The following sections provide several options for how to get a
SampleSet
once you’ve obtained the relevant trajectories and have
the ensemble objects (often contained in a TransitionNetwork
that
you’ve created). We’ll discuss the advantages and disadvantages of each
approach.
Loading from a file
This is the easiest, and will probably be the one you want to use whenever possible.
storage = paths.Storage("myfile.nc", mode='r')
# often you'll want to load the state of the last-saved MC step:
final_step = storage.steps[-1]
sample_set = final_step.active
# alternatively, you might want a specific sample set you stored
sample_set = storage.sample_sets[42] # if you know you want 42
This returns exactly the sample set that previous existed, including the connection to the previously-used ensembles. Although this is probably the best approach for most use cases, there are important situations where you would not us it:
If you don’t already have a file with OPS sample sets (chicken and egg, right?)
If you don’t want to associate the trajectories with the same ensembles as before. This might be because you’re changing the network that you’re sampling, e.g., using TPS trajectories as initial conditions for TIS, or changing the TIS network you’re using.
Using the move scheme
The move scheme knows the list of all ensembles that it might require for the first move, so you should use it to ensure that your sample set includes representatives for every ensemble. It can also take trajectories and associate them with ensembles. This is a good approach for creating initial conditions the first time you set up a simulation.
# scheme is a MoveScheme object
# trajectories is a trajectory or list of trajectories
sample_set = scheme.initial_conditions_from_trajectories(trajectories)
This will also give some output on missing ensembles/extra ensembles. Ensembles are considered “missing” if they might be required as input for the move scheme, but they don’t have a trajectory associated with them in the sample set. Ensembles are considered “extra” if they have a representative in the sample set, but can’t be used by the move scheme (not possible in this setup process).
Aside: Sanity checks
There are a few ways to make sure that your sample set is reasonable for
your simulation. OPS will automatically run these before running a path
sampling simulation, but you can check them yourself. Note that they
function based on assert
statements, so this won’t work if you disable
asserts with python -O
.
# assert that each trajectory can be in the associated ensemble
sample_set.sanity_check()
# assert that the sample set has the right ensembles represented to be
# initial conditions for the move scheme
scheme.assert_inital_conditions(sample_set)

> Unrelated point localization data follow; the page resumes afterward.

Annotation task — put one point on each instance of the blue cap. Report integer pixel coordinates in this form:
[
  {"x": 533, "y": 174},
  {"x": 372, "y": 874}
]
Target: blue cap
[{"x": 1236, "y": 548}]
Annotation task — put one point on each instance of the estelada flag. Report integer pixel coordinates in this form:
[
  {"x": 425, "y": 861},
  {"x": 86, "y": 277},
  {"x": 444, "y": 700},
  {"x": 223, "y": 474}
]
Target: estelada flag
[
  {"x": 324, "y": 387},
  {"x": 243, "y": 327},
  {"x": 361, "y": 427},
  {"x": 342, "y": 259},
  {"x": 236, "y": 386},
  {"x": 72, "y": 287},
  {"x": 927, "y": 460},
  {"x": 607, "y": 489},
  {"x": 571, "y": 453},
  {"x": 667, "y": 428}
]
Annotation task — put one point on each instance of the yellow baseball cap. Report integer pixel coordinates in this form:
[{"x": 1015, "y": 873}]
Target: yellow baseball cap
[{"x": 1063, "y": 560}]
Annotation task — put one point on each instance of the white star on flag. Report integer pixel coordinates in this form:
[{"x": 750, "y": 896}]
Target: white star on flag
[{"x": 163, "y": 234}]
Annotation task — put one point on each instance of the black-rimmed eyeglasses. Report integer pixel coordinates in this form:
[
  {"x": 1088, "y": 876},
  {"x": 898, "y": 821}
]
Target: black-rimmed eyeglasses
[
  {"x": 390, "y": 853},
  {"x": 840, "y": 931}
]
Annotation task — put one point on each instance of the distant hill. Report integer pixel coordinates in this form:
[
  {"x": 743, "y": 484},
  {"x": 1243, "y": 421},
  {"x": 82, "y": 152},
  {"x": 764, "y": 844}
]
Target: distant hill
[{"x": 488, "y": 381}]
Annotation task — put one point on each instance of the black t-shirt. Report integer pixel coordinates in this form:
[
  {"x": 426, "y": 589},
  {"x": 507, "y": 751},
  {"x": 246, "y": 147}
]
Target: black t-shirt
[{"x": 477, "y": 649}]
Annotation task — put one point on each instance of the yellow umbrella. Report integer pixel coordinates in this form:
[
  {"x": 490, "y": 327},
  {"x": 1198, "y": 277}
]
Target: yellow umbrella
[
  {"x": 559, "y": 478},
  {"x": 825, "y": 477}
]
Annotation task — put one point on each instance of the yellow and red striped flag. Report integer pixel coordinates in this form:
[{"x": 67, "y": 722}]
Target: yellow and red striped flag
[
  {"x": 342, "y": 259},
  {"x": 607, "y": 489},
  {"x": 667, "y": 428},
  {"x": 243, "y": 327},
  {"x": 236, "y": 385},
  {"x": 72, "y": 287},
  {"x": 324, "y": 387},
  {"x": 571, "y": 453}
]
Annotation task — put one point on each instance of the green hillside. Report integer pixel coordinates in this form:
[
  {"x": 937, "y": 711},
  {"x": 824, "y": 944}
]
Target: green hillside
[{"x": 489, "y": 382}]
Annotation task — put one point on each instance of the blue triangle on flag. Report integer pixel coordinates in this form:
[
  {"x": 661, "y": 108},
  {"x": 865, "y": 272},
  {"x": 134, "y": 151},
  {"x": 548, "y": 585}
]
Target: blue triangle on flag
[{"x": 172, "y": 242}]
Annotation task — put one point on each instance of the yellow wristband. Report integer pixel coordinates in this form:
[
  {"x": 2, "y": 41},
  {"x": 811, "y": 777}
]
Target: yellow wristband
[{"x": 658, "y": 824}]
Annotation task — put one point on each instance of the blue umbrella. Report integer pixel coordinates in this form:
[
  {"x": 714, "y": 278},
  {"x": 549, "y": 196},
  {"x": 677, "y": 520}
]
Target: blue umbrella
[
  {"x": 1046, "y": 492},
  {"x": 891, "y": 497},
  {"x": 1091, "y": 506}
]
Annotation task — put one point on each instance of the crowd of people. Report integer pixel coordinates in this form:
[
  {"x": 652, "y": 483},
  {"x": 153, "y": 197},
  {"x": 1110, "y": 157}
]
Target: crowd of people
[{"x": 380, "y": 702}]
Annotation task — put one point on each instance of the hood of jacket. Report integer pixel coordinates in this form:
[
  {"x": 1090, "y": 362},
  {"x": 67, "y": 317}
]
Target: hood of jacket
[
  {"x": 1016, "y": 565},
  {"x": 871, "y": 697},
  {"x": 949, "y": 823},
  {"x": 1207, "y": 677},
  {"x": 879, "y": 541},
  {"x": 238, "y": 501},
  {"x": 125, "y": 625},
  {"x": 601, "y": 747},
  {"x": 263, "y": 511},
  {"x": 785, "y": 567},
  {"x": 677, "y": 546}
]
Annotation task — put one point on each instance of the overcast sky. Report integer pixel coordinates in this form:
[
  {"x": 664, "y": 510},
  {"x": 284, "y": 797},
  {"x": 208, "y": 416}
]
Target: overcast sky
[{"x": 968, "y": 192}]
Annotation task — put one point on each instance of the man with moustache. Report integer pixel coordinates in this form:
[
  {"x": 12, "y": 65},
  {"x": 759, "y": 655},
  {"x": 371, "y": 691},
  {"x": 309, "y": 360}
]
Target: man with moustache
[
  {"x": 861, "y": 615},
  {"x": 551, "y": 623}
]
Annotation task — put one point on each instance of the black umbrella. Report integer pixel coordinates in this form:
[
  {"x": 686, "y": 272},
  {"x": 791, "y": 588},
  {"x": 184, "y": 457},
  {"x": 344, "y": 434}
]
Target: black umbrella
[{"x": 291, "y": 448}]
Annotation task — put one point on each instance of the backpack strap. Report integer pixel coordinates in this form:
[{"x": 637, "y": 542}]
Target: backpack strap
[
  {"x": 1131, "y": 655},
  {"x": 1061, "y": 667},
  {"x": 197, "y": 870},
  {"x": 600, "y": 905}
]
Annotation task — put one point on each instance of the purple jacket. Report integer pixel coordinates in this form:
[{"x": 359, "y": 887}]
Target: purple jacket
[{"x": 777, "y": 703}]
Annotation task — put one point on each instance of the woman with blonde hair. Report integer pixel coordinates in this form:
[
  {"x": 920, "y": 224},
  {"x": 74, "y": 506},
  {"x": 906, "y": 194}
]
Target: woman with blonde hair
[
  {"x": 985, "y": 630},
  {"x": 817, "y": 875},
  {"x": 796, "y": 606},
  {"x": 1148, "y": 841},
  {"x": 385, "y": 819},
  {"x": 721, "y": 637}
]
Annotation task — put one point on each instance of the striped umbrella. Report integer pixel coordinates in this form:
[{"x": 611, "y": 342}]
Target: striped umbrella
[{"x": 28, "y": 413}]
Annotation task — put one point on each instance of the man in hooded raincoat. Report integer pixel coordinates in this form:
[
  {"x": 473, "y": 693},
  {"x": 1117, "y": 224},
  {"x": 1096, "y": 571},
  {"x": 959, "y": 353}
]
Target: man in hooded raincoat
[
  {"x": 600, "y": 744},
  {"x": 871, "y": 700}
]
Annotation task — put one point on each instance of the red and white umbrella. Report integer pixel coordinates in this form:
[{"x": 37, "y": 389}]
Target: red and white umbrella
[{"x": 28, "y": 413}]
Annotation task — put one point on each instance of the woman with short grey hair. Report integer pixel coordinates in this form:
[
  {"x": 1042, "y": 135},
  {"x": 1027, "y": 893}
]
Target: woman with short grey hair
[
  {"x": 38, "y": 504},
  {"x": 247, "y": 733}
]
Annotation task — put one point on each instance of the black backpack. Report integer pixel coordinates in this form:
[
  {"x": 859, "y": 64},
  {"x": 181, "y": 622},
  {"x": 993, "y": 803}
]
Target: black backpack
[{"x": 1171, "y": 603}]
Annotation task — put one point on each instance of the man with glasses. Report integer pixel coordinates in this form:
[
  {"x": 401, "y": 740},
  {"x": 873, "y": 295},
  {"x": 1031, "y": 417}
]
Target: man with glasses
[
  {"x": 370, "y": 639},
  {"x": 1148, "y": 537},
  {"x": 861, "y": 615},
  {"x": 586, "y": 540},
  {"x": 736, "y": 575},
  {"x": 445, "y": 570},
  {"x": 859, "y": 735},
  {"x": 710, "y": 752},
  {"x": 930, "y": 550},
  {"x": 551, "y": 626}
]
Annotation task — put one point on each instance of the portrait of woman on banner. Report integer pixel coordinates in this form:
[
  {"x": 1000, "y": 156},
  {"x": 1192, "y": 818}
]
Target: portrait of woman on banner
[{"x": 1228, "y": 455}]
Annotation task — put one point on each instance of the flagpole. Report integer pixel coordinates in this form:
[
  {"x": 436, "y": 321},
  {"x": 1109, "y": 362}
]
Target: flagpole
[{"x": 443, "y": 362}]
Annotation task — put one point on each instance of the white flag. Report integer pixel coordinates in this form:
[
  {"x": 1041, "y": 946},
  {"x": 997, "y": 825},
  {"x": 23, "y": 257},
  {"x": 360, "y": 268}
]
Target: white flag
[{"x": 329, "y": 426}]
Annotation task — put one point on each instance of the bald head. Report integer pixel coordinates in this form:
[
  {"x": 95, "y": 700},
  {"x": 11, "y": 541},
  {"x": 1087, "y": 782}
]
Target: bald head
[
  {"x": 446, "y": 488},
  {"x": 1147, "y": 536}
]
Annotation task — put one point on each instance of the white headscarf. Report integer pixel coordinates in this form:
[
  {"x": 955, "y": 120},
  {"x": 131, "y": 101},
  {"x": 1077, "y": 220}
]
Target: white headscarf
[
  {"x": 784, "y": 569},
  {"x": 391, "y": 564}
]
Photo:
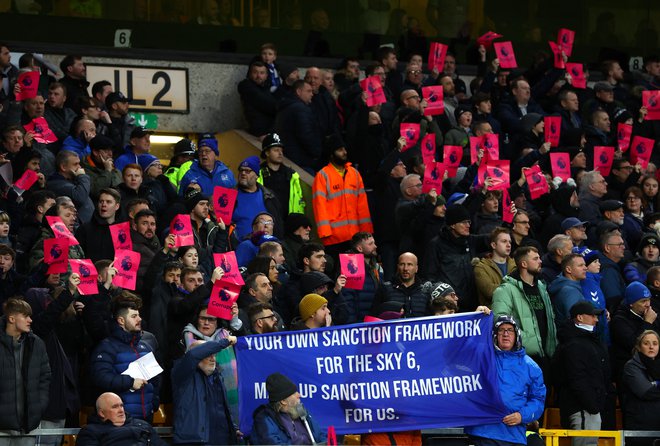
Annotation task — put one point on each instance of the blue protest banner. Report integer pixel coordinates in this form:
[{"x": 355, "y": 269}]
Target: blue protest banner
[{"x": 383, "y": 376}]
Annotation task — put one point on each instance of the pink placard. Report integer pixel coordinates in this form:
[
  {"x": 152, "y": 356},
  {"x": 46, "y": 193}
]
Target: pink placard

Other approaches for sample sets
The first two use cases, loading from a file and using the move scheme’s
initial_conditions_from_trajectories
method, will probably meet nearly
all of your needs. However, there are a few other approaches. These are
legacy approaches that existed before the more general and simpler
approaches were fully stabilized, but they might still be useful.
Mapping equivalent ensembles
All objects in OpenPathSampling have a unique universal identifier (UUID) that gets set when they are created. However, it is possible to create two objects (e.g., two ensembles) that are equivalent, but do not share the same UUID. This would occur if you created the same ensemble in two different networks (e.g., by creating a new network with fewer ensembles than the original one).
sample_set = paths.SampleSet.translate_ensembles(old_sample_set, new_ensembles)
The main use case where this would make more sense than using the move scheme would be if you wanted to ensure that the ensembles for each trajectory was preserved, e.g., continuing a simulation with a modified network. However, be aware that there’s no guarantee that the analysis tools will correctly handle data that combines results from both networks.
Manually matching trajectories and ensembles
Of course, you can always manually create samples, and put them into a sample set:
samp0 = paths.Sample(replica=0, trajectory=traj0, ensemble=ens0)
samp1 = paths.Sample(replica=1, trajectory=traj1, ensemble=ens1)
...
sampN = paths.Sample(replica=N, trajectory=trajN, ensemble=ensN)
sample_set = paths.SampleSet([samp0, samp1, ..., sampN])
In all cases, we strongly recommend that you double check the correctness of the sample set using the sanity checks listed above as soon as you’ve created the sample sets. This can save later confusion.